Blackout ‘It’s All Dark’ Makes Bettina Mittendorfer ‘Speechless’

13.09.2022 – 16:21

No electricity, no water, no clinics
Blackout ‘It’s All Dark’ Makes Bettina Mittendorfer ‘Speechless’

Photo: Allegro Film/BR/ORF/Anjeza Cikopano

“It’s All Dark”: Mary (Lila Marie-Noel Padutzky), her mother Carola (Bettina Mittendorfer) and Jeans (Michael A. Grimm) talk downstairs while eating.

The series “Everything is Dark” revolves around a power outage and its consequences. Actress Bettina Mittendorfer admitted in an interview: “The fact that the topic has suddenly become the topic of the hour is incredible – it almost makes me speechless.”

In the six-part Austrian-German satirical TV series “Alles finster” (in double episodes from Sept. 13, 8:15 p.m., BR), the residents of the small fictional village of Kekenberg an der Della experience what across Europe is blackouts. Their microcosm means: no electricity, no mobile phone, no water supply, no shopping facilities… What’s next for the strange village community?

Bettina Mittendorfer (51, “Spring”, “Room with Stable”) plays German immigrant Carola, who is actually pretty well prepared for such extremes with her husband Jens (Michael A. Grimm). Unlike others, Preppers vault is filled with everything you need to survive. But none of that helps when her daughter Mary runs out of diabetes medication…

The star of the Bavarian series, Bettina Mittendorfer, revealed, in an interview with “Spot on News”, whether or not the surprising current topic of the series worries her.

Perhaps the series has become more relevant since working on it. When did you first deal with the text yourself?

Bettina Mittendorfer: The script came up a few weeks before filming began. I thought from the start: a great book, exciting, funny… and above all, the development really amazed me. This was thought that everything stops suddenly, in all the results and how drastically life changes in the series. And that the subject suddenly became incredibly objective – it almost left me speechless…

Did you always have some emergency supplies or do you have some now?

Mittendorfer: I don’t have any emergency supplies at the moment because I’m moving – from Passau to near Munich. But during the pandemic, I kept stockpiling goodies and delicacies. (laughs) What you should always have at home – this water.

The series deals with the myriad effects of blackout across Europe. Which one scares you the most on a personal level?

Mittendorfer: Fear is always bad. What I find most dramatic is the scarcity of water. We should think about this – not only because of possible power outages, but also because of climate change. We need water In this context, science should be included more in policy decisions – also in relation to opacity.

The film was shot in the municipality of Scheiblingkirchen-Thernberg, Lower Austria. Was there a funny or cute scene during filming?

Mittendorfer: I took dance lessons with Mitchie Grimm, we were allowed to learn salsa in the evening while filming. It was really cool to get close once again to just 1.50 metres.

And what scene do you remember in particular?
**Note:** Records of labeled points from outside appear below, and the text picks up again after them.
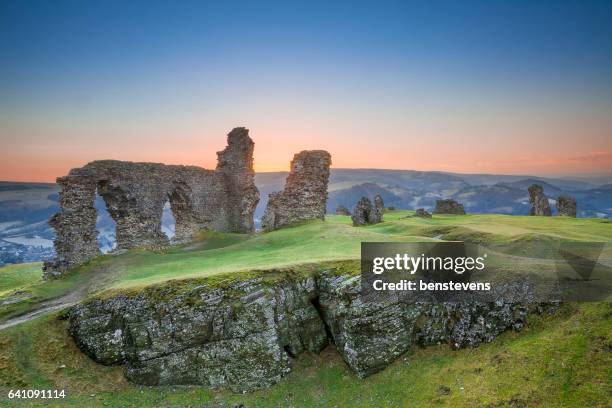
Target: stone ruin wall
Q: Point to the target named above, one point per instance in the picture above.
(305, 194)
(449, 207)
(539, 201)
(366, 213)
(566, 206)
(135, 194)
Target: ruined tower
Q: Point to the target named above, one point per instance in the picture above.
(539, 201)
(305, 194)
(135, 194)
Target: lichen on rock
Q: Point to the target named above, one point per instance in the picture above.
(366, 213)
(243, 335)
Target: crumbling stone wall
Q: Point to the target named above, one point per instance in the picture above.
(423, 213)
(305, 194)
(135, 194)
(365, 213)
(539, 201)
(566, 206)
(449, 207)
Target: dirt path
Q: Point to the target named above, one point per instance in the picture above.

Mittendorfer: Actually, the scenes we were all in – the whole team – whether it was playing football or around a campfire. And what I especially felt during this photoshoot: You can’t get through it on your own anyway, you have to stick together, it’s only possible if we work together.

Smart homes are also an issue in the chain. How smart does your home look? And is string a reason to always keep the analog option open?

Mittendorfer: The series is not the reason for this, but I personally do not like it at all. I have a dishwasher at home that I’m supposed to plug into my cell phone, but I won’t. I’m not a fan of it at all and still love analog travel.

Monster – “Tarator: Nepetius” (TV Thriller, March 2022), “The Kangaroo Plot” (cine-comedy, August 2022) and now “Everything Finnster” (TV series, September 2022) – the confrontation with conspiracy theories slow takes place, But certainly also in entertainment/fantasy. What’s your opinion?

Mittendorfer: I have always been in favor of talking to each other and being able to express their opinions – this is also a fundamental democratic value. I am against division in society. Of course, the media portrays social issues and highlights what is currently developing. This is also important.

In “Everything is Dark” you play the role of a German who emigrated to Austria. There were also in the group mostly Austrian colleagues. How did you receive?

Mittendorfer: As always in Austria: great! Colleagues were also very attentive. I always feel this way, also with my other products, because I shoot a lot in Austria, including ‘Steirerkrimi’. Away from the set, it’s always an experience. The area depicted this time is called “Hunchback World”. When I wasn’t shooting, I used to cycle a lot in Lake Neusiedl and I can only say: Burgenland is fantastic.